I guess PNAS clearly wanted to beat Nature and Science in a PR move.
Research ethics aside, this story also shines a light on two huge gaps: one between what most users understand about what Facebook does with their posts and their Newsfeeds, and the reality of Facebook’s practices; and the other between consumers’ understanding and data scientists’ perception of that understanding. Like many researchers who work in the tech field, Tal Yarkoni made mistaken assumptions about latter gap–and he acknowledged that in a later tweet: “joking aside, one thing I had very wrong in my post: a surprising number of people clearly *didn’t* realize this stuff was going on.” Do data scientists have an ethical duty to explore, first, what their subjects understand and can consent to?
And note that this is currently the frontrunning explanation for what happened in this particular case. Kashmir Hill’s latest article has a claim from the PNAS reviewer that the academic authors received IRB approval only for “analysis of a pre-existing dataset”, evading IRB ethics review of the intervention itself.
James Grimmelmann points out on Twitter that this “IRB laundering” logic would appear to ethically justify a “brick manipulation study”, where the study was “Hit people with bricks to see if they bleed”, if being hit with bricks were allowed by the Facebook Data Use Policy.
Yes, I picked up the term “IRB laundering” from James. I was hoping to say more about that topic in the main post but ran out of space.
See also Michelle Meyer’s analysis, which goes more into the ins and outs of IRB procedures and rules.

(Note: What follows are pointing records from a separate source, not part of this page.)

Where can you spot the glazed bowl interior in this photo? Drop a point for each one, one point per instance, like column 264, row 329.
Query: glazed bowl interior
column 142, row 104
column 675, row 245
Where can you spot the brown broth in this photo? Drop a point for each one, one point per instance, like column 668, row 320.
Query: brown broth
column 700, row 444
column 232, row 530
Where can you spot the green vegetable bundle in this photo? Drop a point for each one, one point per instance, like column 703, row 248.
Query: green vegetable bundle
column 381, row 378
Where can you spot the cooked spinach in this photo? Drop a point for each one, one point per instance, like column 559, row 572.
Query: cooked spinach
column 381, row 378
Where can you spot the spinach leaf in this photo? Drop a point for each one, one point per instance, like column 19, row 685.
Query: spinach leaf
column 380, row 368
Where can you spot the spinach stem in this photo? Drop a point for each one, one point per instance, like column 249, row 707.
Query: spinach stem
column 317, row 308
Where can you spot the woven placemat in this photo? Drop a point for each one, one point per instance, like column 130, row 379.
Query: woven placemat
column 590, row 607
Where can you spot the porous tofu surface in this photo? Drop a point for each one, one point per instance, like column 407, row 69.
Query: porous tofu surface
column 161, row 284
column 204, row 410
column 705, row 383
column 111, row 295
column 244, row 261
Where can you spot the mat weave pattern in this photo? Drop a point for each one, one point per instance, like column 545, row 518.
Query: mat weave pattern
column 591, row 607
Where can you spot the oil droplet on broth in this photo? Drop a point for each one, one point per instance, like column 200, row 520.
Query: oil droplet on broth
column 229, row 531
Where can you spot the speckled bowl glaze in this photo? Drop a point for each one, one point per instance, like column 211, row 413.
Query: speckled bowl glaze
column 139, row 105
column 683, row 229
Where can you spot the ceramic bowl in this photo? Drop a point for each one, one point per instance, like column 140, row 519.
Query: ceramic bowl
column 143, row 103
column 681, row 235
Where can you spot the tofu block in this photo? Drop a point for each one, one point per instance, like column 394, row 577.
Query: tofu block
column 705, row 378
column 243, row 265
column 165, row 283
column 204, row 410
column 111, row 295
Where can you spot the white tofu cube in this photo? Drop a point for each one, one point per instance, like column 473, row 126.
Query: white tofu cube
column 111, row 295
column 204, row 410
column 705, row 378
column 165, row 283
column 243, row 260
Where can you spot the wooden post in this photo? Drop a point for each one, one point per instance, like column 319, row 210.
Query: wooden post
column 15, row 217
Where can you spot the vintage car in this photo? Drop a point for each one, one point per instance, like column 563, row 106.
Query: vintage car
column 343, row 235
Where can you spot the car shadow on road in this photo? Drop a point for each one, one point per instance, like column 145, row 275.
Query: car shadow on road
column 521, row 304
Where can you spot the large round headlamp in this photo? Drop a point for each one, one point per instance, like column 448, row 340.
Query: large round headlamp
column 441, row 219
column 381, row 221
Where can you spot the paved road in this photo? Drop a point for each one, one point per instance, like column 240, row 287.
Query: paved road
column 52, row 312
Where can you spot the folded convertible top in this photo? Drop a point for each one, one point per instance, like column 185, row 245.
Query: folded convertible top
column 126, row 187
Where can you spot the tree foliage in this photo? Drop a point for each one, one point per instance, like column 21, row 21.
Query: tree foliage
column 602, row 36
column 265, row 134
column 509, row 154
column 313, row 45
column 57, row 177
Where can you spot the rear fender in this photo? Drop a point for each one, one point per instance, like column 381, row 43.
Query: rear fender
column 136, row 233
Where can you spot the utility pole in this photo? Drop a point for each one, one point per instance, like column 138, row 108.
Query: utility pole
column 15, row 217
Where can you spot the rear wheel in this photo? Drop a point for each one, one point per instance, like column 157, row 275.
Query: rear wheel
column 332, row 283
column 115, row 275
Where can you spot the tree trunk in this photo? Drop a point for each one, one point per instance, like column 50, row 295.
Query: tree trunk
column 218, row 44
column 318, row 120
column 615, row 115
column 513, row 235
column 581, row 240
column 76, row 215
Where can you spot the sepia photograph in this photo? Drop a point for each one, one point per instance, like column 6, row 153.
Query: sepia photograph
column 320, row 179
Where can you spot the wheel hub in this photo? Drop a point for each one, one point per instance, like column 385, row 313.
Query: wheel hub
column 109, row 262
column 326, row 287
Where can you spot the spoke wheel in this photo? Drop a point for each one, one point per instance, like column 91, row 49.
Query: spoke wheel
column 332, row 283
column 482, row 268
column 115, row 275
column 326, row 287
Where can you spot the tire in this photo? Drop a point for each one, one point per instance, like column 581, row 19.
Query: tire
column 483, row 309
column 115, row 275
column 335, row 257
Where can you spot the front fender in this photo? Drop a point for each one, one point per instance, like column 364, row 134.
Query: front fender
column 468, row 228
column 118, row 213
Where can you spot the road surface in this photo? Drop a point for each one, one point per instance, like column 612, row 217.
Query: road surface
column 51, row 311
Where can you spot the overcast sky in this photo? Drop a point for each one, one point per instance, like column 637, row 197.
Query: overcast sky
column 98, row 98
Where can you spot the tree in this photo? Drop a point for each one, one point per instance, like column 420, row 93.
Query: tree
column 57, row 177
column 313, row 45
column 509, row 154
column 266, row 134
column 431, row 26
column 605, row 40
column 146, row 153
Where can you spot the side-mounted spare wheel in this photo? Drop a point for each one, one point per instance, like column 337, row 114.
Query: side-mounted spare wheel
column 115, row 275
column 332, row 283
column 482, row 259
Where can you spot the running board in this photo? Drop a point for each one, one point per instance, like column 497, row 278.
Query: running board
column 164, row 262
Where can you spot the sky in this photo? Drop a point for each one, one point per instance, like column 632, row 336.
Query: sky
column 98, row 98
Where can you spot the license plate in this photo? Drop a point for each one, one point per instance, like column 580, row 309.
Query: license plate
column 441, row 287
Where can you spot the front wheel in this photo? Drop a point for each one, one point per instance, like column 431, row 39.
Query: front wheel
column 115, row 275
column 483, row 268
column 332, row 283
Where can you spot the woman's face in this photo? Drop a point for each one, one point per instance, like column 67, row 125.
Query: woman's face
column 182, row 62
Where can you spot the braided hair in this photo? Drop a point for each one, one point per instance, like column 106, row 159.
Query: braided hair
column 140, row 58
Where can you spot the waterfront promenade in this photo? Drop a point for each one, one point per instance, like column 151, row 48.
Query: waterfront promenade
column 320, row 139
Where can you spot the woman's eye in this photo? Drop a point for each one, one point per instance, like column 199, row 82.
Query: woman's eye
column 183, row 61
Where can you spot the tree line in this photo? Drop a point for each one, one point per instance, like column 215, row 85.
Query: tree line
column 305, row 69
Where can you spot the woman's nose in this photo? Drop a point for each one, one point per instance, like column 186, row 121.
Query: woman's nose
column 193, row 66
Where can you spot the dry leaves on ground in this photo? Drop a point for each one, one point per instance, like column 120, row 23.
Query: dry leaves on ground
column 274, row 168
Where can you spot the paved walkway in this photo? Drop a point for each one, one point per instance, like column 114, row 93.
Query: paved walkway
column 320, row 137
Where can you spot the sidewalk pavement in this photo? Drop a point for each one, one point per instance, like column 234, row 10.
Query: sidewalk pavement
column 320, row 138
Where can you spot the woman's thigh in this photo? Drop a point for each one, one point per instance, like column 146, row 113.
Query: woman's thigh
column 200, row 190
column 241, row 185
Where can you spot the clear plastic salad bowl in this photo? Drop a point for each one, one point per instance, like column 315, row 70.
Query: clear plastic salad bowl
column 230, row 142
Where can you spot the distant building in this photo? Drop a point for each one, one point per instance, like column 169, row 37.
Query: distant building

My main issue wasn’t with the research ethics per se! I’m in the camp that sees it as “ordinary practices for a big online company like Facebook.”
My main concern is what these ordinary practices mean in general, socially and politically. So, I want to do what you say in penultimate sentence: “breathe some life into the discussion about the implications of this kind of manipulation outside of the research setting.”